This deceptively ordinary looking Italian ring-shaped tea cake is a moist and flavorful anytime cake. Enjoy it for breakfast with a cup of coffee or tea or when you have company. Skip the glaze and simply sift a tablespoon of icing sugar over the cake for an even simpler treat.
The Cake 🎥
YOU WILL NEED
VANILLA CAKE MIX
WET INGREDIENTS
3 large eggs (about 189g, weighed with shell)
¾ cup mild extra-virgin olive oil (150g)
1 cup mascarpone cheese (8oz, 226g)
¼ cup juice and zest from two lemons (60g)
INSTRUCTIONS
- Preheat oven to 325°F. Grease a 9 or 10-inch tube pan and line the bottom with parchment paper.
- In a separate bowl, beat eggs at high speed for 3-5 minutes until light and fluffy. With the mixer still running, gradually add the olive oil in a thin drizzle and beat until thick and creamy.

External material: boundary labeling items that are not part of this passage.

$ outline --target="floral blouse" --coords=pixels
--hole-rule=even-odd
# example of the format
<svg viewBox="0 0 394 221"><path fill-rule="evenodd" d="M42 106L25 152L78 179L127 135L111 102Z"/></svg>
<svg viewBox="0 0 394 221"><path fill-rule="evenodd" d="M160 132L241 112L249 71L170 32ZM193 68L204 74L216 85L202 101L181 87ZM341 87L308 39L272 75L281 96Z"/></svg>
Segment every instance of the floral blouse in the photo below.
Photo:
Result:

- Add the mascarpone cheese and beat first on low and then increase to medium-high speed until smooth, about one minute, scraping sides down from time to time.
- Add the lemon juice, zest and vanilla cake mix and mix on low until well combined.

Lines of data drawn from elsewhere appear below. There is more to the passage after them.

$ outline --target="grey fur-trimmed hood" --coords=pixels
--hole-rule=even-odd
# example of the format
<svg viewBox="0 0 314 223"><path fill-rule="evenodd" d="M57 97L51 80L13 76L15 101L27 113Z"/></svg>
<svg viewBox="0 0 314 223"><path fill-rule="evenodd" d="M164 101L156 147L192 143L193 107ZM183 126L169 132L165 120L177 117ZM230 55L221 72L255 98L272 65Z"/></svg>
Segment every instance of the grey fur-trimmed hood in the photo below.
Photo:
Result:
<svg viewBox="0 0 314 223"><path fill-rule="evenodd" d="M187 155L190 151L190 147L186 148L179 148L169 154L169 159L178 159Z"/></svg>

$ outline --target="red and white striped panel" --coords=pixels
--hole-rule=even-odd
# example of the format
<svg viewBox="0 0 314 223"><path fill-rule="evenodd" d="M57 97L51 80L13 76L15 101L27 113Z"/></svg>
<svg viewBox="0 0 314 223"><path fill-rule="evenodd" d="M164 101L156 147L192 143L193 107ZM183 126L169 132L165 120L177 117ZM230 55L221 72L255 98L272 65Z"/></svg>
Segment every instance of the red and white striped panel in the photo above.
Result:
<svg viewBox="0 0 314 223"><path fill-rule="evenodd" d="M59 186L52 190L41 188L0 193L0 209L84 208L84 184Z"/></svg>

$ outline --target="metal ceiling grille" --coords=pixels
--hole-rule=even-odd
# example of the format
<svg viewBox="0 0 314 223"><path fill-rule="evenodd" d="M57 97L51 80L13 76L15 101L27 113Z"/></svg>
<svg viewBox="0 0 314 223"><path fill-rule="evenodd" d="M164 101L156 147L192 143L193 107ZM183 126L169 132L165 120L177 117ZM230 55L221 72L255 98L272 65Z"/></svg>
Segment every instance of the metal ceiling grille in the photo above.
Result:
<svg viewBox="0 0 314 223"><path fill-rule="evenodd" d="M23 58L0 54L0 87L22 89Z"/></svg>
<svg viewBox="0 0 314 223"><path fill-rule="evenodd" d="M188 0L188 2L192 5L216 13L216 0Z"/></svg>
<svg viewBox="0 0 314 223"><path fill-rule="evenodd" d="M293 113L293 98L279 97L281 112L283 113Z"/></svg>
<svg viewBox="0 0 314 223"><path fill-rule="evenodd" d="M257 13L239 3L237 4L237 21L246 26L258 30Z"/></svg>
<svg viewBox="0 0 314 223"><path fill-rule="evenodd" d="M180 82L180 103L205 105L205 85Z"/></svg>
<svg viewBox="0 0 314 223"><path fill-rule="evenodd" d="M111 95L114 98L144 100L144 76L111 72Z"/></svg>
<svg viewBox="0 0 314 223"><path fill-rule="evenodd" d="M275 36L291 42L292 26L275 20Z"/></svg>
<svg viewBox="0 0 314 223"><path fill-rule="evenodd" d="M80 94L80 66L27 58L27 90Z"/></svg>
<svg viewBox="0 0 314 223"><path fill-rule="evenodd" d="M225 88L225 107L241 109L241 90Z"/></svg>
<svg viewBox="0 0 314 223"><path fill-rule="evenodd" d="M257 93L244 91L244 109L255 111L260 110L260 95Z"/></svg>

- Pour batter into prepared pan and bake for 50-55 minutes until toothpick inserted in center comes out clean or with a few moist crumbs. Cool in baking pan for 5-10 minutes before unmolding.
The Glaze
YOU WILL NEED
INGREDIENTS
1 cup powdered sugar (113g)
1 tablespoon lemon juice
1 tablespoon milk
INSTRUCTIONS
- Mix powdered sugar, lemon juice and milk until smooth.
- Drizzle or pour glaze over cooled cake.